Bana göre Sırrı Süreyya’nın sırrı buydu işte. Her mağdura ve mazluma amasız, fakatsız sahip çıkabilmek…
Şimdi bakıyorum da, memlekette hiçbir araya gelmemiş ve gelme ihtimali de olmayan insanların Sırrı Süreyya ile fotoğrafları düşüyor sürekli sosyal medyaya, haber sitelerine. Birbirlerinden nefret eden bu insanların hiçbiri Sırrı Süreyya ile oturup konuşmaktan, poz vermekten gocunmamış. Onun tavrını, tarzını, ilişkilerini mesele yapmamış. Hatta yapmak akıllarına bile gelmemiş.
Bana göre Sırrı Süreyya’nın sırrı buydu işte.
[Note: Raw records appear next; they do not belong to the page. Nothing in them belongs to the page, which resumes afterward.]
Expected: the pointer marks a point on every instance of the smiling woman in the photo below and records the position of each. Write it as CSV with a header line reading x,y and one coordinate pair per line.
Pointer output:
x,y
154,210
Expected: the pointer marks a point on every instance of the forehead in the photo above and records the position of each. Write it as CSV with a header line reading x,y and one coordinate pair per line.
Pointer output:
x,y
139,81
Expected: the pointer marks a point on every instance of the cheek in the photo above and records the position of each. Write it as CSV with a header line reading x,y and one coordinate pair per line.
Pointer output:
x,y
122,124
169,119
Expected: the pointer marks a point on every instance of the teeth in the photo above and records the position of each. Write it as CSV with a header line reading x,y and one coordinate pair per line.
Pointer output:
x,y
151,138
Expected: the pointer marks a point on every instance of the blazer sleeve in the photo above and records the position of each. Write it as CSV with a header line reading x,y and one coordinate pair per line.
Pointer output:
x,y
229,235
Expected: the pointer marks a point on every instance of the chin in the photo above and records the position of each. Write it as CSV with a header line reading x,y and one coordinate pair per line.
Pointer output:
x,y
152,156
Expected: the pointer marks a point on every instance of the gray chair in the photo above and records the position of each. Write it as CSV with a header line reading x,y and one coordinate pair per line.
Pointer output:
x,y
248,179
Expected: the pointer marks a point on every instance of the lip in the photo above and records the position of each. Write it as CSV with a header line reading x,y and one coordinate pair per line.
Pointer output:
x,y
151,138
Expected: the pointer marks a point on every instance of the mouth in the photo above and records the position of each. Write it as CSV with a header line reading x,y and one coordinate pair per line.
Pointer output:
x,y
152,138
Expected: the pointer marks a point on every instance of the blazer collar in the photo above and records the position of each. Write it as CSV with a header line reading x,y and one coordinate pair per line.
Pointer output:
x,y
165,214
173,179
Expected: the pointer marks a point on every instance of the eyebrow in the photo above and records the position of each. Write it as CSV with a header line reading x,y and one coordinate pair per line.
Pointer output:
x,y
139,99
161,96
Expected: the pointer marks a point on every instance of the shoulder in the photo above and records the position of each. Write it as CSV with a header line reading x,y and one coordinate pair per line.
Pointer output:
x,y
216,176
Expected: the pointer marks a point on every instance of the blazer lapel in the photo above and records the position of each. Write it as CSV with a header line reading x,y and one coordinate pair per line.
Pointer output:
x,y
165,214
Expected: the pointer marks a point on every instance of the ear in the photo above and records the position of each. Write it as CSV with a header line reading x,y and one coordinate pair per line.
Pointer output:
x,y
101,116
Herkesin, yanında kendini rahat hissettiği adam olmak.
Ardında hoş seda bırakmanın ete kemiğe bürünmüş haliydi Sırrı Süreyya…
Tabi böyle bir insan, böyle bir hikaye, başında bir taçla uğurlanmayı fazlasıyla hak ediyordu. O taç da, bu toprakların temel ihtiyacı olan toplumsal barıştı elbette. Lakin olmadı. O kadarını göremedi. Sırrı Süreyya denilince benim zihnime düşen ilk kelime Barış. Hiç kimseyi dışlamayan, ötekileştirmeyen, kimliklerden arınmış bir barış.
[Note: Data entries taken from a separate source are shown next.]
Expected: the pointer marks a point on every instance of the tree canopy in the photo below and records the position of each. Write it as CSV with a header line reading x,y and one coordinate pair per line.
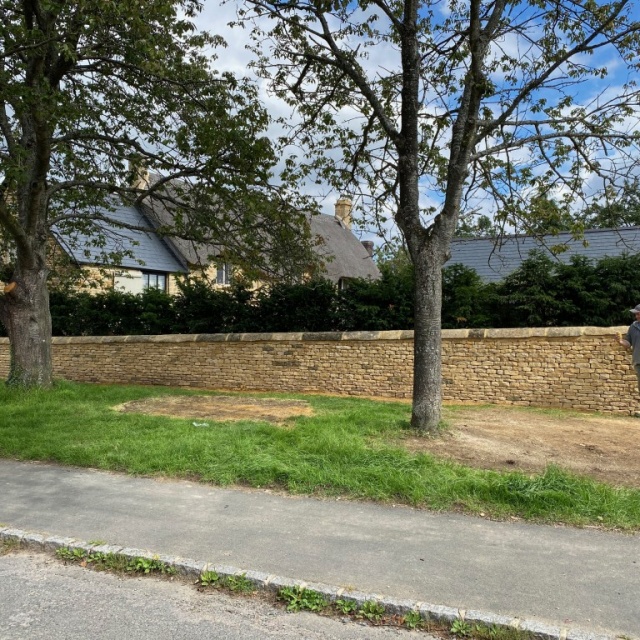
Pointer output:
x,y
91,93
430,108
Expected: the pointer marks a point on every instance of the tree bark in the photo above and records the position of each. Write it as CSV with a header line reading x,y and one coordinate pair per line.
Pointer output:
x,y
24,310
427,350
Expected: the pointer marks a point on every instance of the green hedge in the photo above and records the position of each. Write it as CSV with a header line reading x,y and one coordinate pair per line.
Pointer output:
x,y
542,292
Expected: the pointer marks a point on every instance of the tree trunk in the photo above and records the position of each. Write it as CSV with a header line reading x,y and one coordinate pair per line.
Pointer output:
x,y
24,310
427,349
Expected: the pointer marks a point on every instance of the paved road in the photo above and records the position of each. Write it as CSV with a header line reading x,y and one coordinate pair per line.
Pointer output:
x,y
41,598
577,577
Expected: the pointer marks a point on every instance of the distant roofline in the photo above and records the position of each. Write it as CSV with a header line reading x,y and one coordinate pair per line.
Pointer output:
x,y
518,236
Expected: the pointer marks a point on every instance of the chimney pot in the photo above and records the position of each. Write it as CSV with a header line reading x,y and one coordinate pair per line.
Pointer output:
x,y
368,245
343,211
140,178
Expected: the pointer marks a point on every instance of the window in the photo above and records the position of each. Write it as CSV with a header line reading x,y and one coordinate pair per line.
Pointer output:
x,y
223,274
154,281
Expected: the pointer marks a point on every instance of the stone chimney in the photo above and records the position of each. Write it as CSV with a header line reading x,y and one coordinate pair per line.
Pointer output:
x,y
368,245
343,211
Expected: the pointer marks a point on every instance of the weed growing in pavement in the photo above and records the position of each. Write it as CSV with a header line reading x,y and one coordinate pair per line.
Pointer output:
x,y
209,579
113,562
238,584
372,611
71,554
346,607
7,546
413,620
149,565
461,628
299,599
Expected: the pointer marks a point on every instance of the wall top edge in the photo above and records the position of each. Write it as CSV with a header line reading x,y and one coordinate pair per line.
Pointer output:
x,y
447,334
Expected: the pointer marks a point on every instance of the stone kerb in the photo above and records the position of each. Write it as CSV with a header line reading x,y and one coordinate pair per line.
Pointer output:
x,y
570,367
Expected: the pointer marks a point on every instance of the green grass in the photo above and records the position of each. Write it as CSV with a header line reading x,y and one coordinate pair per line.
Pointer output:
x,y
349,448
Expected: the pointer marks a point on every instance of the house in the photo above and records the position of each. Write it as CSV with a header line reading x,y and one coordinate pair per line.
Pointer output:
x,y
150,260
494,259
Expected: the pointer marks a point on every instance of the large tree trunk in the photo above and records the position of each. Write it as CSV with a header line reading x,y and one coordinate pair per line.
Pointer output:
x,y
427,350
24,310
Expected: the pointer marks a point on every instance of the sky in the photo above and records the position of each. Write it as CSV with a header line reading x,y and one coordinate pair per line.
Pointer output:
x,y
236,58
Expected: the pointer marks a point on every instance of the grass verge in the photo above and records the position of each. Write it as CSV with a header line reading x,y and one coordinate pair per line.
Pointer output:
x,y
348,448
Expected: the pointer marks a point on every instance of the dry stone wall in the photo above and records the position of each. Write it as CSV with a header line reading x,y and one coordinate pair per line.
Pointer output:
x,y
575,368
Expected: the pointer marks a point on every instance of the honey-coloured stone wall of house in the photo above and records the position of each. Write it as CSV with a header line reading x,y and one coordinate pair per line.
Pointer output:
x,y
575,368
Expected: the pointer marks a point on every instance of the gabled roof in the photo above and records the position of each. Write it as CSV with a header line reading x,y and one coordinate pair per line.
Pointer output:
x,y
494,259
148,251
342,253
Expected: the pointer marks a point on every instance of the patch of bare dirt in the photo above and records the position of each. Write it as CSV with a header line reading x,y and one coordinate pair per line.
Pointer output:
x,y
219,408
606,449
Şimdi arkasından yazılanlara bakıyorum, ‘Sırrı Süreyya’ya bu barışı’ borçluyuz yazıları öne çıkıyor. Doğrudur, bu devletin ona bir borcu var. Onun şahsında, bu topraklarda yaşayan bütün halklara da bir borçtur bu.
Ruhun şad olsun Sırrı Süreyya. İyilere hep dar gelen bu dünya sana da dar geldi.
Sensiz bu ülkenin vicdanı biraz daha eksildi. İşimiz her zamankinden daha zor artık.